Friday, December 28, 2007

ZOTERO: GENUINELY USEFUL SOFTWARE


Short form: If you're a busy freelance writer you need Zotero http://www.zotero.org/


Okay, I admit it. I'm a research junkie. I spend between four and ten hours a day on the web doing research either for paying projects or for things I'm interested in. In a typical day I'll visit over a hundred web pages, blogs, forums, video sites and just about anything else I can find. I read about two dozen news sites a day looking for story ideas.


According to my browsing history, today I looked up information on howitzers, Mandarin Fish (the salt water ornamental, not the Chinese delicacy), dirty data, the closest office of my cell phone company, team-building techniques for sales, a site listing freelance writing jobs nationally, a couple of obscure points about security, the situation in Pakistan, Iraq and Afghanistan, the local Craigslist, high-performance file systems, a couple of knowledgebase articles at Microsoft.com (I don't remember what that was about, but it seemed important at the time) and some other stuff I've forgotten.


Out of that I had to distill information for three or four articles I am working on, several things I'm interested in personally. I want to save that information so I can find it again. I also need to record any ideas I may want to develop and pitch to three or four different editors, and occasionally cross-reference my haul with other previously saved items.

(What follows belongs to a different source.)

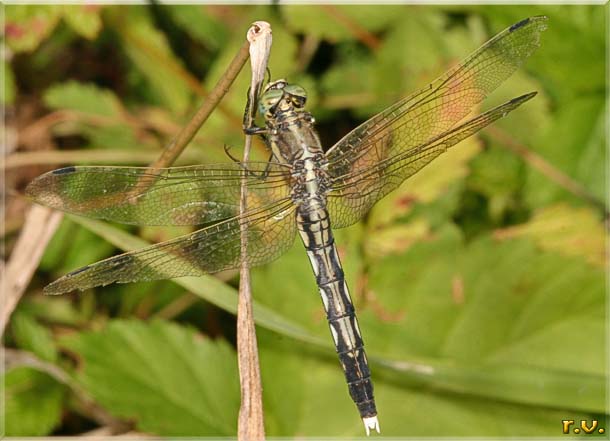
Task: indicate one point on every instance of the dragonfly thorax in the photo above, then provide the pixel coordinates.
(289, 127)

While I've tried note taking programs before, I never liked any of them. My work is too diverse, too voluminous and I need too many things to be satisfied with any of the tools I've come across before now. So I did most of this with a mishmash of bookmark files, word processor documents and printouts.

A lot of printouts, because I wanted to find what was in some of those articles quickly. When I had the printout I'd go though and highlight the important points, perhaps one paragraph in a five or ten-page article. After my assignment was done and my article saw print, I'd wait a reasonable time had passed for possible outraged screams from readers, I'd dump all those printouts. I couldn't save them because a) I didn't have room and b) the information might be out of date when I went to re-use it.

I went through reams of paper that way. In fact I have a file of printouts nearly four inches thick from a single project I wound up just before I discovered Zotero.

Ah, Zotero. The researcher's friend and the freelance writer's lifeline.

Zotero is a Firefox plugin that helps you organize information. Or as the web site has it, it lets you collect, manage and cite your research sources. Both of those are inadequate descriptions.

Zotero was written by researchers for researchers and it is invaluable when you're winnowing through dozens or hundreds of web pages and other documents trying to find information specifically related to what you're doing.

When working with web pages, Zotero lets you save either a reference to a page, which will take you back to the page with a mouse click, a link to the page or take a snapshot of the page and store it locally. It also lets you organize your references into libraries and sub-libraries. And then the fun begins.

In addition to organizing material into libraries, Zotero lets you tag documents with as many user-definable tags as you want, refer to other relevant documents you've saved, add multiple notes, including quotations from a document (online or printed), add independent notes which aren't connected to any document, and annotate the heck out of anything.


Don't want to cut and paste references? Zotero can automatically capture references from a lot of sites which have been made Zotero-aware. These are mostly academic and university library sites and the list is growing constantly.


All this resides in a window at the bottom of your browser screen you can open and close with the click of a mouse.

One particularly nice feature is that your work is saved automatically as you enter it. Makes it a lot harder to lose anything.

Like most Firefox plug-ins Zotero is free for the downloading. The documentation is online and, unfortunately, there is manual you can download and print out. Since the site isn't well cross-referenced, you'll probably flounder around some before you figure out exactly how to do some of the stuff you'll want to do. However the learning curve is pretty shallow. I had Zotero mostly mastered in a couple of days, in spite of a printing problem that had nothing to do with the program.

Zotero works with the latest versions of Firefox on Windows, Linux and Macs. It won't necessarily work with older versions. There are also plugins available to integrate Zotero with Microsoft Word and OpenOffice. While the product is highly functional as it stands, it is still a work in progress and I'd suggest joining the forums on the Zotero web site for support and to keep up with new features that might help you.

I have pretty much given up my printouts and stopped using bookmark files to store and organize this information. Zotero does a much better job of all of that for me.

Which is not to say writers won't find Zotero a little odd. Zotero was written to help academics prepare research papers, complete with bibliographies, and a lot of its features -- and a great deal of the documentation -- have no relevance outside of that tight little world. For example, Zotero allows you to prepare bibliographies in one of three or four different academic styles, including MLA, APA and three different versions of the Chicago Manual of Style. That's a big deal if you're an academic and pretty much useless otherwise.

If you're still doing research papers, this is a killer tool. If you're a writer who needs to do a lot of research for articles, it's still a killer tool. If you're writing fiction and you need to get a handle on your research, it's still darned handy.